Harvesting will end around the time you read this. Production, including whites, is likely to total 12,000 tonnes, similar to last year.

However, the 2008-09 year has been challenging because of frosts and rain, says James Dicey of contract wine manager Grape Vision.

Carol Bunn, winemaker at Cromwell contract processor and bottler Vinpro, says she’s happy with progress of ferments and expects quality to be high.

Queenstown benefits. It’s hard to think of a better industry to complement an international tourist resort than becoming an emerging producer of some of the world’s best red wine.

Daytrippers from Queenstown throng Gibbston Valley and helicopters and wine-trail buses take visitors to more distant vineyards.

Central Otago may have escaped the glut that made Marlborough vineyards prune this year ahead of fears storage tanks mightn’t cope.

Marlborough contract prices for sauvignon blanc grapes dropped from more than $2000 a tonne to $1700 this season. Industry talk puts next season’s contracts at about $1200. Some uncontracted growers – the spot market – are finding it hard to sell.

Dicey reports Otago contract prices range from $3000-$3600 a tonne, down slightly from last year’s $3000-$3850. Spot rate is close to $3000 for those early in the market and nearer $2500 for latecomers.

Marlborough crops 10-20 tonnes per hectare, Otago crops five to six.

For money-orientated growers Marlborough’s the place to be, Dicey says. Those with passion to make the best wine possible will be in Otago, however.

“Route to market” constrains Otago. With pinot noir retailing for $35-$40 a bottle the key is to control the chain from production to trade, if not to the final consumer.

Initial investors in the Otago industry tended to be enthusiasts with a retirement income. Now corporates and a wider variety of investors are interested.

Otago vineyards average around eight hectares, compared with 20ha in Marlborough. The biggest Otago vineyard harvests about 1200 tonnes. Peter Yealands’s new investment in Marlborough harvests about 6000 tonnes and is moving to 12,000.

At the bottom end in Otago, River Rock makes wine for smaller growers.

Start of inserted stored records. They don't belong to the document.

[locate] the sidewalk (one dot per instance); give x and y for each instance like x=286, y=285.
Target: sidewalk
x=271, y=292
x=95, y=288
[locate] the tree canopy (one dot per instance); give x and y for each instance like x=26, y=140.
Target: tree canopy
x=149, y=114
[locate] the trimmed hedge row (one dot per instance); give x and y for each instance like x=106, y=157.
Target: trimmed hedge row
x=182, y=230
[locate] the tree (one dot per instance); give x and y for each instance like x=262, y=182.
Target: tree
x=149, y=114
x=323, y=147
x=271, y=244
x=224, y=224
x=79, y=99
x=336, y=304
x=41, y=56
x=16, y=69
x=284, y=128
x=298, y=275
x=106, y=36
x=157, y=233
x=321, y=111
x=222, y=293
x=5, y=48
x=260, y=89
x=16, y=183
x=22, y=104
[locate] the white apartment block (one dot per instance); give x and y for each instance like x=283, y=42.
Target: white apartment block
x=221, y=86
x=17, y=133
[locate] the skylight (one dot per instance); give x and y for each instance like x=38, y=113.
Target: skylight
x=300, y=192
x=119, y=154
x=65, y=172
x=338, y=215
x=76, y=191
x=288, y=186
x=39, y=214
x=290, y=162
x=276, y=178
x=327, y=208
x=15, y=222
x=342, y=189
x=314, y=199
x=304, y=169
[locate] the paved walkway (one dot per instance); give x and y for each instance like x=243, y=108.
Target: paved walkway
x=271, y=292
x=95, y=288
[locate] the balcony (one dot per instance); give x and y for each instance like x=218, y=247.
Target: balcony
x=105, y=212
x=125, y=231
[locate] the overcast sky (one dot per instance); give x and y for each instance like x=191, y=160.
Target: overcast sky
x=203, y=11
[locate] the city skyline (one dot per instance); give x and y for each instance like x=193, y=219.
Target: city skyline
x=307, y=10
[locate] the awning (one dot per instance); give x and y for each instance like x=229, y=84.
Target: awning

Its smallest customers are near-hobbyists who want as little as a barrel for home consumption, says River Rock winemaker Deborah Cruickshank.

The Waitaki Valley, a potential rival in pinot noir, is proving more susceptible to weather problems, according to hints. Central pinot looks likely to retain pole position.

Skyline and NZX

Skyline Enterprises’ chairman Barry Thomas must tire of repeating that the Queenstown-based company has no plans to list its shares on the New Zealand Exchange.

The question arises again because NZX may buy a company that owns half of Unlisted, the facility through which Skyline shares trade. Thomas was instrumental in setting up Unlisted and remains a director.

If the NZX move passes Commerce Commission scrutiny and NZX then tried to bring Skyline Enterprises and other Unlisted companies under its regulations, would Skyline stay?

“We’d be gone,” Thomas told BizScene.

He believes NZX listing would cost Skyline too much and entail too much time meeting continuous disclosure requirements and talking to analysts.